The 25 teachers, who hail from all corners of the States, were on a three-day field trip through the Atlanta area and Athens to examine the industrialization and urbanization of the South.

The month-long institute, run jointly by the Tennessee Geographic Alliance and the Department of Geography at the University of Tennessee in Chattanooga, Tenn., teaches about the South through economics, history, geography and literature and is funded by grants from the National Endowment for the Humanities and the National Geographic Society. It's one of 20 such NEH funded institutes and seminars offered this summer on a variety of humanities topics to further the professional development of K-12 teachers. This is the third time the Tennessee Geographic Alliance received the NEH grant.

Part of the reason Codirectors Kurt Butefish, coordinator of the Tennessee Geographic Alliance, and Charles Aiken, professor of Geography at the University of Tennessee, wanted to conduct this institute was to address some of the misconceptions of the South that people seem to gain from popular culture.

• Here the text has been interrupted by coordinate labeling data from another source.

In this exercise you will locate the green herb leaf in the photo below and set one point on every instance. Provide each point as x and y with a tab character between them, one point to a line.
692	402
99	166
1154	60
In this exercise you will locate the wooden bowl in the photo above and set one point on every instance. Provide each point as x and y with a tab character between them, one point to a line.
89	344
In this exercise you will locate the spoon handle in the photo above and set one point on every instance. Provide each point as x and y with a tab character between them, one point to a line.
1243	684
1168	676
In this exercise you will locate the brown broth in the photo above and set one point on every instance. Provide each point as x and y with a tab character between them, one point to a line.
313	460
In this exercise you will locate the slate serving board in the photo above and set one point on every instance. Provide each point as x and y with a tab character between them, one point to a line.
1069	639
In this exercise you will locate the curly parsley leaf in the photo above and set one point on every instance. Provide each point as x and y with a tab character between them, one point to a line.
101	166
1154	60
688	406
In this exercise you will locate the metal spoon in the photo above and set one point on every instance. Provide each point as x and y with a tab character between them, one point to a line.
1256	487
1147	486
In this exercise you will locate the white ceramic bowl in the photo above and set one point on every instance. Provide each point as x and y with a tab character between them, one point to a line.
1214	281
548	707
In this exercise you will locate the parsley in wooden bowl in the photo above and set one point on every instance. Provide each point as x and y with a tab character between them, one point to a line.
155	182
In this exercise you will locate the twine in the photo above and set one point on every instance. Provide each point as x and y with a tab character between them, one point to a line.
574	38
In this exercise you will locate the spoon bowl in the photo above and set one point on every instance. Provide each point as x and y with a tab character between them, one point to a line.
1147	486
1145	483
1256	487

 "A lot of people think of the South as it was in the past, not as it is today," said Aiken, who directs the institute's curriculum.

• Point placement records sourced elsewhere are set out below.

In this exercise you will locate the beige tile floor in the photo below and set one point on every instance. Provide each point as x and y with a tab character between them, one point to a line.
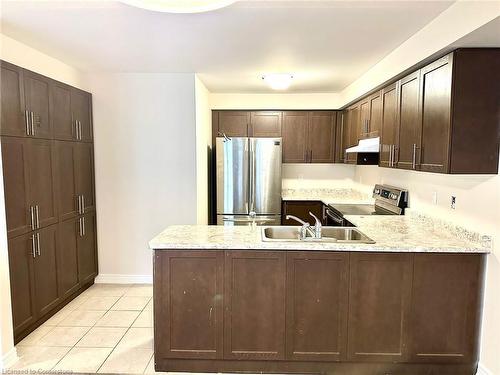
107	329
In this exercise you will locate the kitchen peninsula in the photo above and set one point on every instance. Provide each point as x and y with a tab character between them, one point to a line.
226	301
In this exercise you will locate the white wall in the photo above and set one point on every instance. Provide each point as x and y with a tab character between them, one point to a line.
145	166
29	58
203	143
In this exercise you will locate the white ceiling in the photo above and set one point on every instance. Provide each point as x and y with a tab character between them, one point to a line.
325	44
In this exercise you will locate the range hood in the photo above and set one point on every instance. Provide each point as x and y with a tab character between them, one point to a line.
369	145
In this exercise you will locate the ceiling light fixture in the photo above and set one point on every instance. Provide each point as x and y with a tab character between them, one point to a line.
278	81
179	6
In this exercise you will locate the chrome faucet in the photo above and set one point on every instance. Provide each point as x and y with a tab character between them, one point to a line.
314	232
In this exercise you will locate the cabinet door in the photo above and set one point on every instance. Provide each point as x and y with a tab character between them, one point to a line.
16	184
301	210
60	111
233	123
254	313
22	283
36	94
375	116
364	118
84	171
42	181
390	126
379	299
87	248
410	122
188	304
321	137
67	257
446	306
266	124
81	107
45	270
436	110
295	131
12	101
67	193
317	292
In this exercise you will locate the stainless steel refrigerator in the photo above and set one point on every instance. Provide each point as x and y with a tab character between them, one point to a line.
248	181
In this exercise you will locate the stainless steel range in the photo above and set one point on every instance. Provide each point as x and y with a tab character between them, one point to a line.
389	200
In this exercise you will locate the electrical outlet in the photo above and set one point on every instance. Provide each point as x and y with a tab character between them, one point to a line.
434	197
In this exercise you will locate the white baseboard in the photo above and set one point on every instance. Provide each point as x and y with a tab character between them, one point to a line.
481	370
9	359
110	278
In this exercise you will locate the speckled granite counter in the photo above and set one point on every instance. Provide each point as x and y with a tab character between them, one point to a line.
412	233
327	196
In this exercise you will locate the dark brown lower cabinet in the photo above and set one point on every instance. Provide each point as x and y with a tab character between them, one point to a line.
316	315
87	248
254	305
360	313
379	297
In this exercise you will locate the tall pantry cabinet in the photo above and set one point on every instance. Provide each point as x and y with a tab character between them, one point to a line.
48	171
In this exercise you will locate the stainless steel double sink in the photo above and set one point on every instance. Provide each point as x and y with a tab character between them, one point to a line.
328	234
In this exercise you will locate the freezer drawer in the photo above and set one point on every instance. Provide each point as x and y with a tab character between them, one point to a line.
231	220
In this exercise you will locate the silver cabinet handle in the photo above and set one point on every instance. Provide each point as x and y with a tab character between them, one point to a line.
33	250
32	123
37	211
27	121
414	157
32	214
38	243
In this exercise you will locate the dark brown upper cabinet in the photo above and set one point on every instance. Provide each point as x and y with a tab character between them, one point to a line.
231	123
61	112
81	108
389	140
321	137
410	122
254	300
309	136
265	124
189	309
295	132
13	120
316	315
36	99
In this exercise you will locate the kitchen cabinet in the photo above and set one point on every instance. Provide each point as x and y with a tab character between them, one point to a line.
265	124
12	101
389	140
231	123
22	284
317	285
67	257
410	122
36	97
379	298
45	270
81	108
445	308
254	312
321	137
29	181
190	284
87	248
295	132
301	210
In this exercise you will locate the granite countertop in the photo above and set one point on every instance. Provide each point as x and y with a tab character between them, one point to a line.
327	196
411	233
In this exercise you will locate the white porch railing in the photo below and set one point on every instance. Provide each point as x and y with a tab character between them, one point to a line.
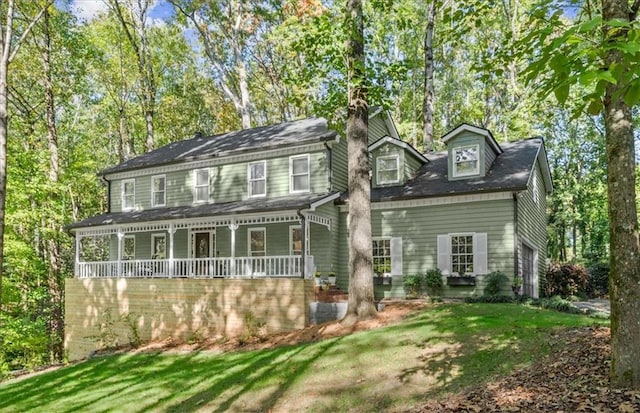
239	267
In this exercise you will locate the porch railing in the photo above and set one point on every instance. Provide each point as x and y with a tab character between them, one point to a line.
222	267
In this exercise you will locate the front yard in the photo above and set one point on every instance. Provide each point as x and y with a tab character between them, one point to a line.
434	351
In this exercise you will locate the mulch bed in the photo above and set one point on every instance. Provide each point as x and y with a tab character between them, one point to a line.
572	378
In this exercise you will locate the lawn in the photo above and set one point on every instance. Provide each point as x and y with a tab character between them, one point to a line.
440	349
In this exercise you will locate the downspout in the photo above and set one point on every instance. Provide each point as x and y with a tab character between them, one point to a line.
515	234
329	165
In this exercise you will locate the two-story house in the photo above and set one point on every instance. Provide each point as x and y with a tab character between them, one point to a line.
204	234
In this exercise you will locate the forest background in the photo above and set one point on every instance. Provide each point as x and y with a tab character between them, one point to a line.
84	95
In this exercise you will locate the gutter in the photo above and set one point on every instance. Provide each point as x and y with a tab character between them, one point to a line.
515	234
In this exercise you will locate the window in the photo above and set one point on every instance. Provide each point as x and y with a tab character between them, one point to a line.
382	256
295	240
128	194
387	167
158	246
257	242
299	172
466	160
158	190
129	247
201	192
257	178
462	254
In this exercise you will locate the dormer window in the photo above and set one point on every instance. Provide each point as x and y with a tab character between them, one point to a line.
388	169
466	161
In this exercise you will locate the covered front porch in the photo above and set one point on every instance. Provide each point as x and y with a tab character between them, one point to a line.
271	244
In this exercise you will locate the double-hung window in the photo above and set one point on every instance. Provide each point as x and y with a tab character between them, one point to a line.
257	178
382	256
388	169
128	194
158	190
201	185
299	173
466	160
462	253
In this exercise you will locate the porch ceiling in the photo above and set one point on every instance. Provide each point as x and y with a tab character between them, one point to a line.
223	213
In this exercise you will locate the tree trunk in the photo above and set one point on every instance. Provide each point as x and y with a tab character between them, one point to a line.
624	276
429	95
361	305
56	323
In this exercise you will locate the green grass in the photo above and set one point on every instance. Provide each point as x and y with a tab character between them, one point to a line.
438	350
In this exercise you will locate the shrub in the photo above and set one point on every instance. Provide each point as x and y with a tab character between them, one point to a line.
598	280
495	282
566	280
413	284
433	282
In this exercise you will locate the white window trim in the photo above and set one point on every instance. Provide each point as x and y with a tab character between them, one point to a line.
123	195
164	190
473	252
196	186
455	164
258	229
153	244
397	169
291	176
124	242
250	180
291	228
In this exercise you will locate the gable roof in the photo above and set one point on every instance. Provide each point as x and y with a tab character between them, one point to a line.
404	145
510	171
299	132
465	127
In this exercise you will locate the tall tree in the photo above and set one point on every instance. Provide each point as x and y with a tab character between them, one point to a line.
596	53
9	47
133	18
624	280
361	304
429	94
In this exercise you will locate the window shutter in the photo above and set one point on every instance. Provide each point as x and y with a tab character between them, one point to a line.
480	253
444	254
396	256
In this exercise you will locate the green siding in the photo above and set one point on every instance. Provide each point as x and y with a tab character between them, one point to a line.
228	183
420	226
532	223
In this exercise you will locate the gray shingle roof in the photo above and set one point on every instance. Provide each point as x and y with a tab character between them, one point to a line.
297	132
182	212
509	172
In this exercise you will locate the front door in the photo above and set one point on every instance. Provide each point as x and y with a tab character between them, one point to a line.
527	270
203	247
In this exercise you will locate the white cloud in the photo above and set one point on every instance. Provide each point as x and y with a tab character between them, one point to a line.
87	9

Aiken, who studied the rural South while at the University of Georgia, said he chose Porterdale because it was one of the few mill towns still mostly intact. Mill towns moved from the Northeast to the eastern regions of the South after the Civil War, said Aiken, to employ poor whites who were pushed out of agricultural work by mechanization.

The class arrived mid-afternoon at Porterdale City Hall, where they were greeted by Mayor Bobby Hamby, City Manager Tom Fox and community advocate Patti Battle. Hamby gave an overview of the history of Porterdale and conducted a question and answer session. Afterwards, the teachers explored the Porterdale Mill Lofts, the Alcovy River, and the area around city hall.

Paula Nnamdi, a sixth grade teacher at a Savannah inner-city school, went behind the scenes and talked to some of the workers around the Lofts. "I didn't take the tour that everybody else was taking. I found that more interesting for me," she said.

David Paris, a high school English teacher with the 21st Century Academy, an inner city magnet school in Chattanooga, said he was impressed with the leadership and direction that Porterdale was moving in now.

"I come from a small Southern town. We don't have that advantage. It really takes people with vision to look at the whole, the ends of an era gone by, and see the potential," he said.

Paris, a retired iron worker who became a teacher as a second career, said he applied for the institute because he wanted to understand the changes he had seen in his lifetime.

"I remember a lot of things and they disappeared and I don't really know why," he said. "I was looking for answers."

Nnamdi said she had learned a lot that she had not known, even though she had grown up in the South. But some of that information, especially about the displacement of blacks in the rural and urban South, was distressing said Nnamdi, the only black teacher in the class.

"It's very true, but I felt like, 'What are we going to do about it? What am I going to take to my students?'" she said.

One of the institute's main goals was practical application of the information the participants learned.

For their final project, the teachers were required to present lesson plans that they could use in their classroom incorporating geographic methodologies, such as using mapping software and census data, and information they had learned.

Geography can give a deeper understanding of a topic because it's so interdisciplinary, said Butefish.

"You can't understand history with maps," said Butefish. "You can't understand history without economics. (Geographers) keep in mind many of the humanities disciplines as well as physical geography to explain why things are the way they are and where they are."